Australia wasn’t a fluke. Ferrari are back.
The safety car period caused by Giovinazzi’s second crash in two days handed the win to Lewis Hamilton. Mercedes were definitely stronger this weekend. They had the pace to at least match the speed of Ferrari.
Ferrari were the headline act of this weekend though. They really do look as though they are going to be able to make some kind of return to Championship contention.
Vettel took the upper hand by pitting early for slick tyres. That decision would have put him firmly in the running for the win. Lewis said after the race that he felt the intermediate tyres were still the best tyre at that moment, but the times that were being set by the dry tyres certainly didn’t back up that claim. I think Seb would have been close, if not ahead, had the safety car not come out. Unfortunately for him, the time he would have gained by pitting under the VSC turned into time lost as his rivals were able pit under the safety car.
Ferrari have been lambasted in recent times for being to reactive in their race strategy. A number of poor decisions have cost the team numerous race winning opportunities. They appear to have left all that behind them this season. Their performance in Melbourne was flawless, the car was fundamentally quicker, however the decision to pit early in China could have been a race winning move. Ferrari are certainly sending a strong message.

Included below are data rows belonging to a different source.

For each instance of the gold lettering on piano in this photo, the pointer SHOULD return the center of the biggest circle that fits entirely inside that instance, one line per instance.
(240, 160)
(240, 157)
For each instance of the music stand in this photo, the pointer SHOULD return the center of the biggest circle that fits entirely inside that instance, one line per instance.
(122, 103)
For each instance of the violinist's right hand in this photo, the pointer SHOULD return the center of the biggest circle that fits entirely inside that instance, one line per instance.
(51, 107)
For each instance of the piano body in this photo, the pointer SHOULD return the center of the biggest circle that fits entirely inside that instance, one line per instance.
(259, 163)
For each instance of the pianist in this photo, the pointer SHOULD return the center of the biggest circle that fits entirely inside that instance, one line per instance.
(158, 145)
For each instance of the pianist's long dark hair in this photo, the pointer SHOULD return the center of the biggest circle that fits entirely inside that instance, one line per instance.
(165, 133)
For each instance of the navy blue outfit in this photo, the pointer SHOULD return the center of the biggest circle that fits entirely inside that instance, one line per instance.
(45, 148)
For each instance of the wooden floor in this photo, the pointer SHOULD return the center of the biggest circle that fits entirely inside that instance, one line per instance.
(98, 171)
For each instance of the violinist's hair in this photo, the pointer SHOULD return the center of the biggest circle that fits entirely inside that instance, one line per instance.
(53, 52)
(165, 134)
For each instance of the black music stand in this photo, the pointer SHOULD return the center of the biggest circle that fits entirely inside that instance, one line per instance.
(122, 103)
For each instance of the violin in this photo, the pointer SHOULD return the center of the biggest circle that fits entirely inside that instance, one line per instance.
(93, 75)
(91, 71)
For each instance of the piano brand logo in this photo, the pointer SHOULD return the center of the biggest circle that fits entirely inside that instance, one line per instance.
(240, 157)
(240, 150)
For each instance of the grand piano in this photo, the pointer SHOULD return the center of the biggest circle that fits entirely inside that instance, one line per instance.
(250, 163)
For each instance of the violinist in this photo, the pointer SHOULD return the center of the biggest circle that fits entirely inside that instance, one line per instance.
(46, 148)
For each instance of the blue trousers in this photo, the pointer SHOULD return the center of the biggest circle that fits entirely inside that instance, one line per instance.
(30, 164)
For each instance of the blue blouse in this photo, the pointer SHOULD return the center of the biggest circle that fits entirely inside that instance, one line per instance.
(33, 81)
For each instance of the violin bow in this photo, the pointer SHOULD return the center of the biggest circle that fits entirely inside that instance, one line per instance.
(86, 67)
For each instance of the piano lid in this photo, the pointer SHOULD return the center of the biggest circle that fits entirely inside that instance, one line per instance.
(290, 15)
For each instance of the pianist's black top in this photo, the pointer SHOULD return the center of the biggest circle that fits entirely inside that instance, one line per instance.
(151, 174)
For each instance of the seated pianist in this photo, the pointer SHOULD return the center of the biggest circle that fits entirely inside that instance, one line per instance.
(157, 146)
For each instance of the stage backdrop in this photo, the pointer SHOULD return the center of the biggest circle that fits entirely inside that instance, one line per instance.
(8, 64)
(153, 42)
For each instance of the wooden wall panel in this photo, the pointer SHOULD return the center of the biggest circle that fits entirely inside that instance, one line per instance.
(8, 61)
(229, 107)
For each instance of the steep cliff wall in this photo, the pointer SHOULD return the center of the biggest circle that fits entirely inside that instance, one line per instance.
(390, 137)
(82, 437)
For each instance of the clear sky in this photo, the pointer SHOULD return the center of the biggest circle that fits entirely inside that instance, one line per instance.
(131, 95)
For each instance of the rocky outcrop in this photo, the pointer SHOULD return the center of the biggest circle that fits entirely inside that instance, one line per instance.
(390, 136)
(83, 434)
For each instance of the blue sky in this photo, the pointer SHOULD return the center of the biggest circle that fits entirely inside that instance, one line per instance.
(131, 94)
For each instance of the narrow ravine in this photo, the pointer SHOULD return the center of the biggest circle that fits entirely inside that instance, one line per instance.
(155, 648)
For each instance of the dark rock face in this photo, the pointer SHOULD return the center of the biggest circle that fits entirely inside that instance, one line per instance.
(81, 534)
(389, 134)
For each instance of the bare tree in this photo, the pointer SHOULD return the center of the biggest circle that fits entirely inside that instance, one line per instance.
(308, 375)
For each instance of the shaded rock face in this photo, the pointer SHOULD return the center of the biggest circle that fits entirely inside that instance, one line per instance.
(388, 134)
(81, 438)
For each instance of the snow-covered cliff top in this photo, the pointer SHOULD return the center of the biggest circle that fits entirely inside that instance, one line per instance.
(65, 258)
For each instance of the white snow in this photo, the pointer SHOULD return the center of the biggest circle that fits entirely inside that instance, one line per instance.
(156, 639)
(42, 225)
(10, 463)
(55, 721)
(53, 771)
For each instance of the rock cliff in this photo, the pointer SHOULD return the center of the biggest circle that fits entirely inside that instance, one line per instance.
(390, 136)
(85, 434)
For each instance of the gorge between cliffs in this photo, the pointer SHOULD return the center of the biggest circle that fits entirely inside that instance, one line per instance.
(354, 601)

An organic battle at the front.
The ineffectiveness of DRS was a blessing on this race. There was a lot said about the amount of overtaking we have seen at this circuit over the last couple of years. For me, the ridiculous amount of DRS assisted passes at the hairpin, or should I say before the hairpin, do not count.
This year, the DRS does not seem to be having the same effect thanks to these hugely draggy new cars. And so the back straight did not provide the guaranteed overtakes it has done in the past.
It was therefore up to the drivers to be more creative with their overtaking. Thankfully, these new tyres are up to the task. The significant moment in this race was when Vettel found himself behind team mate Raikkonen and Ricciardo’s Red Bull. Raikkonen made little to no progress over a number of laps and it was becoming a frustrating scene.
That was until Sebastian fought his way past Kimi with a seriously impressive move at the action packed Turn 6. Once he was ahead, that three car battle changed completely. The extra aggression that Vettel showed was so obvious, his car was visibly more on edge than Kimi’s had been. He was able to force his way past the Red Bull within a couple of laps. It was real racing, and Vettel proved right there that, with enough speed and enough aggression, it is possible to overtake in these cars.
It was also extremely refreshing to have all this action taking place at the very front of the field. We had 161 overtakes in China last year, but there was very little in the way of action at the front. I think it showed that the fights for the positions that matter will always be more hard fought.
Max Verstappen put his name in the headlines yet again. The driver of the day flourished in unpredictable conditions to achieve another excellent result in a career that is glowing brighter and brighter. His overtaking is supreme, although I did wince when he moved to defend from Ricciardo on the final lap. An accident there would have set him back somewhat.
Verstappen’s ex-team mate, Carlos Sainz was the other man who really impressed this weekend. The decision to start on dry tyres helped him to achieve best of the rest status, as position I think he will hold for the rest of the season. He showed good pace, and was a way ahead of the squabble for points.
Valtteri Bottas’ race was unfortunate. We have since seen Verstappen and others get away with very similar mistakes behind the safety car. He did well to regain some composure, but its a race to forget for the Finn.
Kimi Raikkonen was still a long way off the pace of his team mate. The difference between the Iceman and Vettel was so strikingly obvious, it doesn’t seem as though Kimi has anything in the bag to reach the next level of performance. I’m really hoping he can get a foothold in this season soon.
Another double retirement for McLaren is about as good as they could have hoped for. This car is as bad as it has ever been. Alonso is driving for the sake of it at the moment. There is a forlorn loss to his driving. Simply going about his business, outperforming the car by 5 seconds a lap and waiting for it to break.
Palmer has work to do.
Some hard criticism of Jolyon Palmer was a little harsh in my opinion. He has not had that most impressive Formula 1 career, but his credentials in the lower levels are more than good enough to warrant a place on the grid. Unfortunately, he is yet to complete a clean weekend this season.
A costly mistake in Melbourne required his car to be rebuilt. As a consequence, he struggled for the entire race having been unable to perfect his set up. Meanwhile in China, everyone missed out on Friday’s running. Jolyon was then affected by the yellow flags in Qualifying which knocked him out in Q1. It was another mistake which caused him more problems. I do agree with the stewards decision to penalise him for his failure to slow down sufficiently. One area that does need to be clamped down on is the slowing under yellow flags. He eventually did well to finish just behind his team mate, lapping very similar times.
Jolyon will need to iron out those mistakes quickly now though. He needs to get his head down and keep it clean in Bahrain. With a team mate like Nico Hulkenberg pushing for points, anything less that will be seen as a failure by the bosses at Renault. Points were the target, and points are going to have to start arriving soon for this team.